Le RIC était une revendication phare des gilets jaunes. © Olivier Ortelpa

Alors que la légitimité des représentants élus est particulièrement faible et que les pouvoirs sont fortement concentrés entre les mains du Président, la demande de démocratie directe se fait de plus en plus forte. Le mouvement des Gilets jaunes, expression d’un ras-le-bol envers les élites politiques et d’une exigence de rendre du pouvoir au peuple, a ainsi fait du référendum d’initiative citoyenne l’une de ses principales demandes. Pour mieux comprendre cet outil plébiscité, dont les subtilités ne sont pas forcément maîtrisées par tous, nous avons interrogé la politologue Clara Egger, candidate à l’élection présidentielle pour « Espoir RIC ». Bien qu’elle n’ait pas réussi à réunir les 500 signatures requises, sa détermination à mettre en place cet outil démocratique reste entière. Pour LVSL, elle présente le RIC et ses effets, répond aux clichés, revient sur la bataille politique et nous explique comment le mettre en place. Entretien réalisé et édité par William Bouchardon et retranscrit par Dany Meyniel.

LVSL – Pour débuter, pourriez-vous présenter brièvement le principe du RIC et les quatre versions qui existent ?

Clara Egger – L’idée est simple : dans une démocratie qui fonctionne, chaque citoyen doit avoir le droit d’écrire la loi. Le premier aspect, c’est l’initiative : chaque individu a le droit de proposer une loi. Ensuite vient le référendum : quand une proposition de loi atteint un certain nombre de soutiens, fixé par la loi, elle est soumise directement à référendum. Cela consiste à créer une nouvelle voie d’écriture de la loi, concurrente à celle du Parlement. En fait, seule une poignée de personnes a aujourd’hui la possibilité d’écrire les lois dans notre pays. Pour la loi ordinaire, c’est en gros le gouvernement, les députés et les sénateurs, soit un petit millier de personnes. Pour la loi constitutionnelle, c’est encore moins. L’idée du RIC est donc d’opérer une révolution démocratique et d’étendre ce droit à chaque citoyenne et citoyen. 

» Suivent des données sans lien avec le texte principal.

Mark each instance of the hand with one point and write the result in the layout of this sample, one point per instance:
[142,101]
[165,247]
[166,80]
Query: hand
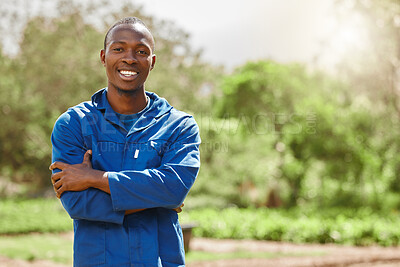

Entrons maintenant dans les détails. Le RIC « CARL » est une terminologie propre au mouvement des Gilets jaunes, qu’on ne retrouve pas dans d’autres pays, où on parle plutôt d’initiative citoyenne. Le « C » renvoie au RIC constitutionnel. C’est le plus important car, si l’initiative citoyenne porte sur les lois constitutionnelles, cela inverse le rapport de force entre citoyens et élus. Cela signifie que la souveraineté n’est pas seulement nationale, mais bien populaire : c’est le peuple qui a la main sur la Constitution. Il peut donc modifier les règles de la représentation politique ou agir sur les traités internationaux. Onze pays dans le monde en possèdent, notamment la Suisse et l’Uruguay. Environ la moitié des États appartenant aux États-Unis d’Amérique l’ont aussi, car les États fédérés ont eux aussi une Constitution. Les Californiens ont un pouvoir de décision bien supérieur au nôtre, même s’ils vivent dans un État fédéral. Par contre, il n’existe pas de RIC au niveau fédéral aux États-Unis d’Amérique.

Après on a le RIC abrogatif ou suspensif, qui permet d’abroger une loi déjà en vigueur. L’exemple le plus proche de nous, c’est l’Italie. C’est par exemple par le RIC abrogatif que les Italiens ont obtenu le divorce. Ce qu’on appelle « RIC suspensif » ou « RIC veto » est assez similaire : une fois une loi adoptée, il y a un temps de mise en œuvre qui permet aux citoyens de pouvoir s’y opposer. C’est le cas en Suisse.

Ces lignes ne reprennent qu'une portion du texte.